Als ich sitze, bricht es aus mir heraus:„Oh Jonny sie kränkelt immer noch und ich weiß mir keinen Rat mehr.“ Er zieht sich einen großen Stuhl zu mir hin und setzt sich.
„Betty ist ein tapferes, starkes Mädchen. Ich denke sie wird kämpfen und die Krankheit vertreiben.“ „Aber sie ist ihrem Vater so ähnlich und der starb ja schon so früh.“
„Alexander ist immerhin 50 Jahre alt geworden und an einem Herzinfarkt gestorben, ich denke das kannst Du nicht miteinander vergleichen.“
„Du hast Recht“.
Ich werde etwas ruhiger.
„Sie ist nur das Letzte was mir geblieben ist von ihm.“
„Ja, sie ist ihm sehr ähnlich, aber auch einiges von Dir kann ich gut an ihr erkennen. Sie wird sich durchsetzen und am Ende ein schönes, glückliches und langes Leben genießen.“
“Meinst Du Jonny?“
„Nun sieh Deine Großmutter an. Ist sie nicht steinalt geworden? Und Deine ganze Familie galt als äußerst zäh und langlebig.“ Er blinzelt mir zu.
„Ja, das stimmt, sogar Onkel Friedrich, der sein Leben lang alleine lebte und ein wenig seltsam und verschroben war, lebte länger als es seinen Erben lieb war.“
Ich muss bei der Erinnerung lächeln, dann fällt mir aber ein, dass er das auf sich beziehen könnte. „Entschuldige bitte, so habe ich das nicht gemeint.“
„Nun wer sagt denn, dass jeder alleine lebender Mann seltsam und unleidlich wird?“
„Nein, nein, ich weiß und Du hast ja auch immer viele Besucher und Freunde, so dass man wohl nicht von alleine leben reden kann,“ sage ich hastig und ein wenig ratlos, denn etwas verschroben kommt mir sein Leben schon vor. Zu meiner Erleichterung bleibt er gelassen und freundlich, vielleicht ist er einfach nur ein wenig naiv, denke ich.

„Ich mache Dir einen Vorschlag. Ich koche uns beiden jetzt einen guten Tee und serviere Dir ein paar von Betty`s Lieblingskeksen oder auch ein Stückchen von Paulchens Geburtstagskuchen, den er mir gestern großzügig vorbei gebracht hat. Was sagst Du dazu?“
„Gerne, ist Paulchen der kleine Junge, der immer mit Betty im Kindergarten gespielt hat?“
Jonny steht auf und sagt im rausgehen, „der jüngste der Pfarrersbuben. Ja, könnte vom Alter her hinkommen.“

Ich sehe mich im Wohnzimmer um. Da stehen zahlreiche Fotos von Verwandten, befreundeten Familien, und Ausflügen mit Freunden. Das große Zimmer wird ausgefüllt mit einem Schreibtisch, mit vielen Papieren, einem Computer mit Drucker, einem Bücherschrank, zwei Schaukelstühlen, einem Servierwagen, mehreren passenden Stühlen für große und kleinere Besucher, einer Couchgarnitur, einer Essecke und einem Geschirrschrank. Alles mehr oder weniger zusammen gestückelt und doch einer nicht gleich fassbaren Ordnung unterliegend. Ich kann es nicht besser beschreiben, in mir entsteht der Eindruck, dass dieser Mann dem Chaos in seinem Haus eine gewisse Struktur gegeben hat. Das Ganze macht einen hellen und freundlichen Eindruck.

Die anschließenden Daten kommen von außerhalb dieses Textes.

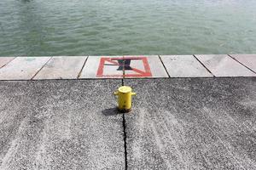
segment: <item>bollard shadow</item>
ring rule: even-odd
[[[115,115],[119,115],[121,114],[119,110],[117,107],[113,107],[113,108],[109,108],[109,109],[105,109],[102,111],[102,114],[106,116],[115,116]]]

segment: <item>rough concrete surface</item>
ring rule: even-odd
[[[120,84],[0,81],[0,169],[124,169]]]
[[[52,57],[33,79],[76,79],[87,57]]]
[[[256,169],[256,78],[126,80],[128,169]]]

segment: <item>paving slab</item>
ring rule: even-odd
[[[33,79],[76,79],[87,57],[52,57]]]
[[[123,56],[89,56],[79,78],[123,78]]]
[[[256,72],[256,54],[230,54],[230,56]]]
[[[120,84],[0,81],[0,169],[125,169]]]
[[[253,71],[226,54],[195,57],[216,76],[256,76]]]
[[[168,77],[158,55],[125,55],[125,78]]]
[[[256,78],[125,79],[128,169],[255,169]]]
[[[3,67],[5,65],[7,65],[9,62],[12,61],[15,57],[0,57],[0,68]]]
[[[171,77],[213,76],[193,55],[160,55]]]
[[[50,57],[17,57],[0,69],[0,80],[30,80]]]

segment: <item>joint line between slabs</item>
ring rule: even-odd
[[[124,133],[124,148],[125,148],[125,169],[127,170],[128,162],[127,162],[127,143],[126,143],[126,122],[125,122],[125,113],[123,113],[123,133]]]
[[[3,68],[3,67],[4,67],[5,65],[7,65],[8,64],[9,64],[10,62],[12,62],[15,59],[16,59],[17,57],[15,57],[14,59],[12,59],[11,60],[9,60],[9,62],[7,62],[5,65],[3,65],[3,66],[1,66],[0,67],[0,69],[1,68]]]
[[[84,65],[85,65],[85,64],[86,64],[86,61],[87,61],[87,60],[88,60],[88,58],[89,58],[89,56],[86,57],[86,59],[85,59],[85,60],[84,60],[84,63],[83,64],[83,66],[82,66],[82,68],[81,68],[81,71],[79,71],[79,75],[78,75],[78,76],[77,76],[77,79],[80,77],[80,76],[81,76],[81,74],[82,74],[82,71],[83,71],[83,70],[84,70]]]
[[[205,69],[207,69],[207,71],[208,71],[208,72],[210,72],[213,76],[213,77],[216,77],[215,75],[202,62],[201,62],[201,60],[197,59],[195,54],[193,54],[193,56],[201,65],[203,65],[203,67],[205,67]]]
[[[239,64],[241,64],[242,66],[246,67],[247,69],[250,70],[251,71],[253,71],[254,74],[256,74],[256,72],[254,71],[253,71],[252,69],[250,69],[249,67],[247,67],[247,65],[245,65],[244,64],[242,64],[241,62],[240,62],[239,60],[237,60],[235,57],[232,57],[230,54],[228,54],[229,57],[230,57],[231,59],[233,59],[235,61],[238,62]]]
[[[164,62],[163,62],[161,57],[160,57],[160,55],[158,55],[158,58],[160,59],[160,62],[162,63],[162,65],[163,65],[163,66],[164,66],[164,69],[165,69],[166,72],[167,73],[167,76],[168,76],[169,77],[171,77],[171,76],[170,76],[169,72],[167,71],[167,69],[166,69],[166,65],[165,65],[165,64],[164,64]]]

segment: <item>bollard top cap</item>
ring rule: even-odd
[[[119,88],[119,92],[123,94],[130,93],[131,92],[131,88],[129,86],[121,86],[120,88]]]

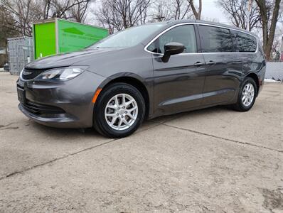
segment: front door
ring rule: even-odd
[[[171,42],[184,45],[184,52],[171,55],[168,62],[164,62],[164,45]],[[203,55],[197,53],[194,26],[185,24],[171,28],[147,50],[153,53],[155,114],[171,114],[199,106],[205,65]]]
[[[205,25],[198,28],[206,62],[202,105],[231,102],[237,94],[242,64],[233,53],[230,30]]]

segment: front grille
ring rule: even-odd
[[[23,107],[35,114],[63,114],[65,111],[59,107],[54,106],[38,104],[28,101],[26,103],[21,103]]]
[[[46,70],[25,68],[21,74],[21,77],[26,80],[32,80],[44,71],[46,71]]]

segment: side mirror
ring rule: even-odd
[[[182,53],[185,46],[177,42],[171,42],[164,45],[164,55],[162,57],[162,61],[165,63],[168,62],[170,56]]]

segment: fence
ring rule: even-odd
[[[33,60],[33,38],[23,36],[7,40],[10,73],[19,75],[25,65]]]
[[[283,61],[267,61],[265,78],[283,81]]]

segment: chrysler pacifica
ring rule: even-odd
[[[198,21],[150,23],[28,64],[17,82],[18,106],[44,125],[119,138],[144,119],[215,105],[247,111],[265,74],[250,32]]]

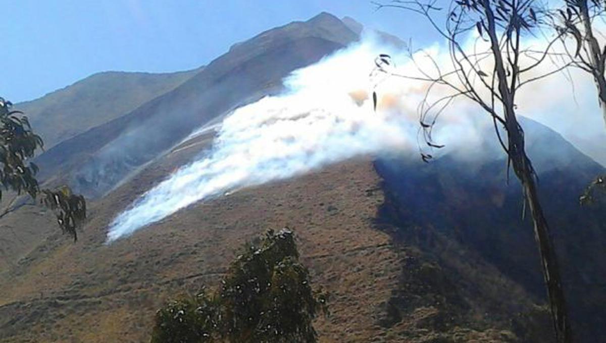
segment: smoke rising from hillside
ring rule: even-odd
[[[396,153],[418,158],[417,105],[427,86],[395,77],[382,80],[376,88],[379,105],[375,112],[370,94],[378,80],[368,76],[375,57],[378,53],[388,52],[396,62],[405,59],[374,42],[365,39],[297,70],[285,80],[284,94],[235,110],[223,121],[209,154],[179,169],[118,215],[110,225],[108,241],[128,235],[199,200],[292,177],[358,155]],[[438,60],[447,57],[437,46],[428,51]],[[408,63],[399,70],[408,73],[414,68]],[[595,111],[594,99],[582,106],[574,103],[565,82],[558,77],[546,81],[545,89],[559,94],[554,99],[535,97],[528,90],[543,90],[528,88],[521,94],[519,106],[521,114],[542,118],[541,122],[570,138],[578,126],[575,120],[593,123],[596,122],[594,117],[598,122],[601,118]],[[592,86],[591,80],[581,83],[576,85],[578,93],[582,91],[579,88],[587,89],[584,93],[593,96],[594,92],[587,88]],[[577,113],[591,113],[587,116],[590,119],[577,119],[579,114],[573,120],[564,113],[547,115],[544,111],[564,109],[570,114],[575,108]],[[501,157],[496,144],[488,145],[489,148],[484,144],[496,139],[485,134],[490,125],[475,104],[456,102],[441,118],[433,134],[434,141],[446,147],[432,154],[438,158],[451,154],[463,160]],[[603,124],[599,127],[603,129]],[[603,131],[591,134],[599,136]]]

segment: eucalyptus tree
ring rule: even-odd
[[[75,241],[77,229],[86,218],[86,201],[81,195],[72,194],[66,186],[41,189],[36,178],[38,167],[31,160],[43,148],[42,138],[32,130],[27,117],[14,109],[10,101],[0,97],[0,183],[5,191],[17,194],[0,214],[0,218],[21,207],[22,205],[15,206],[16,200],[19,195],[27,194],[51,209],[64,233]],[[0,198],[2,196],[0,190]]]
[[[568,62],[551,63],[555,56],[554,44],[564,33],[545,38],[542,48],[525,44],[528,36],[534,37],[536,32],[542,32],[544,27],[548,26],[549,13],[538,1],[456,0],[448,2],[445,13],[446,2],[396,0],[377,3],[378,8],[401,8],[424,17],[429,26],[445,41],[449,58],[446,62],[436,60],[428,52],[411,49],[408,57],[416,73],[399,73],[391,67],[386,55],[377,57],[375,71],[427,83],[425,96],[418,108],[420,129],[430,151],[443,146],[433,142],[431,132],[441,114],[455,99],[473,102],[491,119],[496,139],[507,157],[508,175],[510,168],[513,168],[522,186],[524,209],[527,205],[532,217],[556,339],[570,342],[571,329],[558,258],[541,206],[536,174],[526,153],[524,131],[516,113],[516,96],[521,90],[570,66]],[[470,38],[474,38],[471,47]],[[548,64],[544,65],[545,62]],[[373,94],[375,102],[376,99]],[[427,150],[422,151],[421,157],[425,162],[432,157]]]
[[[299,261],[294,234],[267,231],[244,246],[219,287],[169,301],[156,314],[152,342],[313,343],[313,320],[328,313]]]

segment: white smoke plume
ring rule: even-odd
[[[398,51],[375,42],[364,39],[297,70],[284,80],[287,90],[282,95],[235,110],[221,123],[210,154],[181,168],[118,215],[110,224],[108,241],[200,200],[302,174],[355,156],[396,152],[418,158],[417,106],[427,85],[393,77],[384,80],[376,89],[379,105],[373,111],[370,94],[377,80],[371,80],[369,73],[378,53],[388,52],[394,60],[404,61],[399,72],[415,69]],[[436,60],[447,58],[437,45],[428,51]],[[585,93],[593,96],[591,80],[580,79],[577,92],[587,90]],[[575,121],[595,125],[601,120],[596,102],[574,103],[568,83],[562,77],[545,82],[544,89],[531,89],[548,90],[554,97],[522,94],[521,111],[525,108],[525,115],[542,119],[578,143],[579,140],[575,142],[571,134],[580,125]],[[440,91],[437,93],[435,96],[439,96]],[[541,111],[542,106],[551,112]],[[555,109],[558,113],[553,113]],[[574,120],[567,118],[572,113],[577,114]],[[433,138],[446,148],[439,154],[451,153],[464,159],[481,154],[497,155],[482,146],[484,128],[491,122],[475,104],[458,101],[440,120]],[[599,127],[603,129],[603,124]],[[591,134],[599,136],[598,132],[603,131]],[[606,141],[601,134],[599,139]]]

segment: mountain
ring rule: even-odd
[[[42,97],[16,104],[50,149],[121,117],[182,83],[199,70],[152,74],[107,71]]]
[[[278,92],[291,71],[358,39],[322,13],[236,44],[174,90],[49,149],[38,159],[42,177],[61,174],[56,182],[102,196],[193,129]]]
[[[96,197],[76,243],[38,207],[2,218],[10,263],[0,264],[0,341],[148,340],[167,299],[215,287],[238,247],[284,226],[314,284],[331,295],[330,316],[315,323],[321,342],[553,341],[532,229],[499,153],[429,164],[360,157],[198,202],[105,244],[118,214],[210,148],[215,131],[188,137],[193,129],[358,39],[352,21],[323,13],[236,44],[174,89],[44,154],[49,184],[76,182]],[[548,128],[522,125],[575,342],[594,342],[606,324],[606,221],[578,196],[604,170]],[[494,132],[484,137],[498,151]]]
[[[605,170],[559,134],[522,119],[562,272],[574,341],[591,342],[599,328],[606,325],[602,306],[606,301],[606,267],[599,262],[606,258],[606,224],[600,208],[582,206],[578,199]],[[493,134],[487,132],[490,142],[485,146],[496,144]],[[393,222],[401,223],[393,234],[399,240],[419,241],[447,264],[452,263],[451,248],[436,246],[432,241],[454,242],[457,249],[473,251],[476,259],[498,268],[534,301],[547,301],[532,223],[529,214],[523,217],[517,179],[511,172],[511,179],[505,183],[504,158],[473,165],[445,158],[418,168],[401,160],[378,160],[375,166],[385,183],[389,204],[384,211]],[[419,234],[411,227],[426,229]]]

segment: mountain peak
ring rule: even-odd
[[[362,33],[362,30],[364,28],[364,25],[362,25],[351,17],[345,16],[341,18],[341,21],[343,22],[343,24],[348,27],[350,30],[358,35]]]
[[[321,12],[320,14],[308,20],[307,22],[315,24],[320,22],[333,22],[335,23],[338,22],[340,23],[341,21],[339,18],[328,12]]]

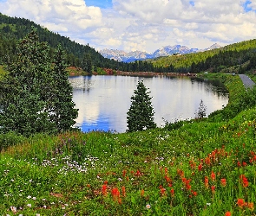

Jonny kommt wieder und stellt das Angekündigte auf den Servierwagen. Das Service ist blütenweiß mit einer zarten Struktur durchbrochen, die an frühere Zeiten erinnert. Jonny gießt den honiggelben Tee in die Tassen. Ich nehme mir mit der silbernen Zuckerzange zwei Stückchen Zucker und ein wenig von der Milch dazu. Jonny sitzt mir wieder gegenüber. Er lehnt sich mit seiner Tasse genüsslich zurück, zunächst am Tee nur schnuppernd und die Tasse mit beiden Händen umschließend, dann daran nippend. Er genießt sichtlich das Gefühl der Wärme von der Tasse in den Fingern und Handballen und sein Blick schweift zufrieden durch die Glasscheibe des Wintergartens über den hinteren Garten. Es ist als ob die Zeit anhält während wir beide da sitzen.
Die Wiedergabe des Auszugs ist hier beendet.